US 12,367,382 B2
	Training with adaptive runtime and precision profiling
Brian T. Lewis, Palo Alto, CA (US); Rajkishore Barik, Santa Clara, CA (US); Murali Sundaresan, Sunnyvale, CA (US); Leonard Truong, Santa Clara, CA (US); Feng Chen, Shanghai (CN); Xiaoming Chen, Shanghai (CN); and Mike B. Macpherson, Portland, OR (US)
Assigned to INTEL CORPORATION, Santa Clara, CA (US)
Filed by Intel Corporation, Santa Clara, CA (US)
Filed on May 18, 2021, as Appl. No. 17/323,694.
Application 17/323,694 is a continuation of application No. 15/581,031, filed on Apr. 28, 2017, granted, now 11,017,291.
Prior Publication US 2021/0350215 A1, Nov. 11, 2021
Int. Cl. G06N 3/063 (2023.01); G06F 7/483 (2006.01); G06N 3/044 (2023.01); G06N 3/045 (2023.01); G06N 3/084 (2023.01)

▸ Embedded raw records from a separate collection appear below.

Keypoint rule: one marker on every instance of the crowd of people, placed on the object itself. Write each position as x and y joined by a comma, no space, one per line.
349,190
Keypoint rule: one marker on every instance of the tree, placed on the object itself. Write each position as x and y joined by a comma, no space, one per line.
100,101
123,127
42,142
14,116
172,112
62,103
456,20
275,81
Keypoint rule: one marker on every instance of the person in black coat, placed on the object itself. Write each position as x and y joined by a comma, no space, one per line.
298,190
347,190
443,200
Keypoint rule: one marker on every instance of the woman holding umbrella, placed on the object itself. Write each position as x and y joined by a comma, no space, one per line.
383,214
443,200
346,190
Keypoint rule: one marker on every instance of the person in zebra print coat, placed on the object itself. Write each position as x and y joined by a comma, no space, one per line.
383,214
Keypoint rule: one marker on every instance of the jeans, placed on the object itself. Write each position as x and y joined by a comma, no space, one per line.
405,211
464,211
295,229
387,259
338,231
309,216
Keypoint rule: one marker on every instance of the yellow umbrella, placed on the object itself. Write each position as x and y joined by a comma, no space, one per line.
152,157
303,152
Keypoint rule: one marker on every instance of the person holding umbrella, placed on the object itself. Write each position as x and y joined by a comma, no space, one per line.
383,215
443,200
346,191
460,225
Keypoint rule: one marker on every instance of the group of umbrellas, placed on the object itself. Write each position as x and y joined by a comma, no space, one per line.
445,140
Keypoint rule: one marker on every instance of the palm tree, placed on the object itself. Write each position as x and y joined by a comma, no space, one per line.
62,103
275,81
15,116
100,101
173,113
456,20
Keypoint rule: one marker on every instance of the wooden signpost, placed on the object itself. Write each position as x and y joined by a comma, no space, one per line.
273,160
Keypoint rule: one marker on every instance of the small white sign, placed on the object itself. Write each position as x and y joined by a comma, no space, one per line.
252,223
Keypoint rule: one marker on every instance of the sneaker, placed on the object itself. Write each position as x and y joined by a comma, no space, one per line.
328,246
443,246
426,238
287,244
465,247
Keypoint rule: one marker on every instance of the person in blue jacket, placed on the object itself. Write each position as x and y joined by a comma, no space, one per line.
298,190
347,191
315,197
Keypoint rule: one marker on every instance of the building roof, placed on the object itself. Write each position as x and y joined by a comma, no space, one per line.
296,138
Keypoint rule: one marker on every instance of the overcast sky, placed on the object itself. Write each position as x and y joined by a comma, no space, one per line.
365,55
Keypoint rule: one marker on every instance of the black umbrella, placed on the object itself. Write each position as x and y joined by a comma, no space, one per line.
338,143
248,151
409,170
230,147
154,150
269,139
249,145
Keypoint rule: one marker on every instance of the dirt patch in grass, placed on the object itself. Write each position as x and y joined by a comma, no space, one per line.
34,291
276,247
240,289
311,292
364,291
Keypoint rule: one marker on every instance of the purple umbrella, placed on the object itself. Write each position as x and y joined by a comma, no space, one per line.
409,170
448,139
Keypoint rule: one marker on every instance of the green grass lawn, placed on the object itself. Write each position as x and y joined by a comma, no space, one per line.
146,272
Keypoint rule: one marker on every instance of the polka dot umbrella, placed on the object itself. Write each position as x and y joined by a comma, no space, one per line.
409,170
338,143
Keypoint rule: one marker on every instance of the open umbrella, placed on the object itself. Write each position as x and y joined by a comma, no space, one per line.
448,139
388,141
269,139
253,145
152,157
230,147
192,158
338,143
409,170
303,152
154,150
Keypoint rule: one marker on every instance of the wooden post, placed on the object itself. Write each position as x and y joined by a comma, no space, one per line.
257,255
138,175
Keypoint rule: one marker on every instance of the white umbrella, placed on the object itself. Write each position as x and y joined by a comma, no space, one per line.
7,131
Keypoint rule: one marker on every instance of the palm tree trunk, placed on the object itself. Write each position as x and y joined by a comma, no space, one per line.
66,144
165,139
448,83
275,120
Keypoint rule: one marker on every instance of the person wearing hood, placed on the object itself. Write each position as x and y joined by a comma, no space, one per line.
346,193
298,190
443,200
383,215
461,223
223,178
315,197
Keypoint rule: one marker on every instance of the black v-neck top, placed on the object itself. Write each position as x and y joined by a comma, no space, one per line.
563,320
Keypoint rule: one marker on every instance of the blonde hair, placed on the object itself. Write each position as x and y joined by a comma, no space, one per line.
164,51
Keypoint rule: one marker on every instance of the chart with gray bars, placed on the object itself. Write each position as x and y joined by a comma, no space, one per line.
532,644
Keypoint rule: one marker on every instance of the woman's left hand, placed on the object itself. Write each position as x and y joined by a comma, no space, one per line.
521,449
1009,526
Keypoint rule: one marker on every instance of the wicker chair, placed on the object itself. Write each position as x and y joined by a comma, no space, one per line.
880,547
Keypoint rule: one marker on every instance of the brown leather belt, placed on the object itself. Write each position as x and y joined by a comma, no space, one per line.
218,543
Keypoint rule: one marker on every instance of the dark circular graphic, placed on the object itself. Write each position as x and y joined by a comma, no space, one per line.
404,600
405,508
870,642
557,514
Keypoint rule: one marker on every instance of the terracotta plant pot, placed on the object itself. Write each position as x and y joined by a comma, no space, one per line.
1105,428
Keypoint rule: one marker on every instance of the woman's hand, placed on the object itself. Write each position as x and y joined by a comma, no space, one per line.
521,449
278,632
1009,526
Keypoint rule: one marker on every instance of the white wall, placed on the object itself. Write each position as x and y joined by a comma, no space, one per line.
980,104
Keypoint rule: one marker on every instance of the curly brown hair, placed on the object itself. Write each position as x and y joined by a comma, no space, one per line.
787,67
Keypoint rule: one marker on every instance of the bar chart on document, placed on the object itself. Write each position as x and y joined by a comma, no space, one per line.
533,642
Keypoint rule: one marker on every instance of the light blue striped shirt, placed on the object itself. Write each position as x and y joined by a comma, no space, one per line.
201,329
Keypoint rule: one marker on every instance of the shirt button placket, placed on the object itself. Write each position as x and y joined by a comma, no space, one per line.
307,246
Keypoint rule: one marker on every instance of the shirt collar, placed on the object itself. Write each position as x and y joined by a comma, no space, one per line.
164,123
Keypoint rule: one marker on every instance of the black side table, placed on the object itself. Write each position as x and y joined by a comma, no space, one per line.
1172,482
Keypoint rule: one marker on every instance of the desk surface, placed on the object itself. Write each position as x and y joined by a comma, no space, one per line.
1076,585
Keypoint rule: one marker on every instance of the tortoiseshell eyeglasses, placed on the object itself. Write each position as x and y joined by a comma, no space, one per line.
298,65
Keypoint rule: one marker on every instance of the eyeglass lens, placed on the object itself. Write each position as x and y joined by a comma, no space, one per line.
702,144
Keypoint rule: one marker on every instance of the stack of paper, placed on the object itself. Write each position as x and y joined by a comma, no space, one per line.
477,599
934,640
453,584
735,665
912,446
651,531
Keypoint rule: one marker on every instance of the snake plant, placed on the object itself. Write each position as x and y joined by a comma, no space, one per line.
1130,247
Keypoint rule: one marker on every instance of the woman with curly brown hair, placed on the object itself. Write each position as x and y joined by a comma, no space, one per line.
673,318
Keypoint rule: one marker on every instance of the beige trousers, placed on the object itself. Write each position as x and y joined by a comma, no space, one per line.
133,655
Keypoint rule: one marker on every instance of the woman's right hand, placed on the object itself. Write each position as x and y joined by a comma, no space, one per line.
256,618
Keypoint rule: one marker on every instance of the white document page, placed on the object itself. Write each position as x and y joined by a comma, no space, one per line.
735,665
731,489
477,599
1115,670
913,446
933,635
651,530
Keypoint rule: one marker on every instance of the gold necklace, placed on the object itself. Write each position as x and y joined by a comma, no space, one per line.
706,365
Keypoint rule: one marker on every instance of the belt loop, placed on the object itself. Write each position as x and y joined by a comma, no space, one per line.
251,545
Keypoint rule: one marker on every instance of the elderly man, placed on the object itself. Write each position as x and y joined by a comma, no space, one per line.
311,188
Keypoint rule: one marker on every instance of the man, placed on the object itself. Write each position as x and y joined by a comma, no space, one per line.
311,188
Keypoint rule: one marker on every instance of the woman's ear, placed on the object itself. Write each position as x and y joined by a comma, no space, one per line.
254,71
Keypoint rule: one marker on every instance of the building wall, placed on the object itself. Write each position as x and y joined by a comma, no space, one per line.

CPC G06N 3/063 (2013.01) [G06F 7/483 (2013.01); G06N 3/044 (2023.01); G06N 3/045 (2023.01); G06N 3/084 (2013.01)]

23 Claims

1. An apparatus comprising: a graphics hardware processor to:

detect one or more inputs for a first training of a neural network; track, using a hardware counter, precision of floating-point (FP) values during the first training of the neural network by the hardware counter observing exponents of one or more FP registers of hardware to determine a range of values of the exponents stored in the one or more FP registers, wherein the hardware counter is at least one of continuously or periodically reset;

store, in a precision tracking table based on the tracked precision of FP values, a number of bits that are used to represent single-precision FP value used with each layer of the neural network during the first training of the neural network;

provide automated mixed precision for the neural network by enabling selection of a precision for each layer based on the number of bits stored in the precision tracking table, wherein the precisions selected for each layer can differ from other layers; and

perform a second training of the neural network utilizing the precision selected for each layer of the neural network.